The U.S. has long argued for the maritime rights issue to be resolved peacefully and is looking for ASEAN to take a unified stance on the issue.
The diverse group of countries includes governments that lean toward either Washington or Beijing. Only four ASEAN members are South China Sea claimants, leading to sometimes conflicting views on how to handle long-simmering rifts.
The U.S.-ASEAN joint statement did not refer directly to the arbitration case brought by the Philippines, but it does urge “full respect for legal and diplomatic processes” in resolving disputes.
Singapore Prime Minister Lee Hsien Loong told a working dinner of the leaders on Monday night that China’s role in the region is expected to grow. Loong said China’s larger presence will likely lead to occasional frictions, uncertainties and anxieties, including on the South China Sea, but these issues must be managed peacefully to preserve regional stability and security, the Singapore-based Channel News Asia reported.
The summit is the latest effort by Obama to deepen U.S. ties with the fast-growing economies of Southeast Asia—a commitment he described as “strong and enduring.” Obama plans to visit Vietnam in May, and then in the fall, become the first U.S. president to visit Laos.
Human rights activists have criticized Obama for hosting Southeast Asian leaders who have not come to power in free and fair elections. Obama said the U.S. would continue to stand with those in the region looking to advance rule of law and good governance.
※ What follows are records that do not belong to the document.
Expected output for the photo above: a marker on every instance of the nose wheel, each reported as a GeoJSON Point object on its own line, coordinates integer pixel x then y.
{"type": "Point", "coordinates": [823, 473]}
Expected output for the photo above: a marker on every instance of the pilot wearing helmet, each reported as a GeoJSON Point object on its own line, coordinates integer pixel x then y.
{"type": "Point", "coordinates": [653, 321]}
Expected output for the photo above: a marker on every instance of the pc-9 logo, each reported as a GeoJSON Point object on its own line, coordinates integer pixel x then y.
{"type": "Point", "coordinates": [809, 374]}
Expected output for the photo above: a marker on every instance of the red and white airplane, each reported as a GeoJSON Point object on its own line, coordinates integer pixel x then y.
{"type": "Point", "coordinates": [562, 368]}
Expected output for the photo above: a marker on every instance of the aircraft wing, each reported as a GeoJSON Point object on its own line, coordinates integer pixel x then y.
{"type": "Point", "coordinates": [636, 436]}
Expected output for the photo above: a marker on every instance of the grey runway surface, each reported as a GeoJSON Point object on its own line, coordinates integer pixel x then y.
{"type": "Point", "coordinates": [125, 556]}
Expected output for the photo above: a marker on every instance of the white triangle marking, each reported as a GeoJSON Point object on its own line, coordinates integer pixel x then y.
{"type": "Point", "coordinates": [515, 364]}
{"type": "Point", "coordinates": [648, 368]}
He encouraged the return of civilian rule in Thailand, a long-standing U.S. ally, whose current prime came to power in a May 2014 military coup.
The leaders concluded the summit by posing for the traditional family photo on the plush lawn outside a historic residence at Sunnylands, the storied California desert estate where the talks were held. Sunnylands is also where Obama had his first formal meeting with China’s current president, Xi Jinping, in 2013.
The leaders also discussed economic cooperation. ASEAN members Brunei, Malaysia, Singapore and Vietnam are all members of the Trans-Pacific Partnership, a free trade pact that is the main plank of Obama’s outreach to Asia.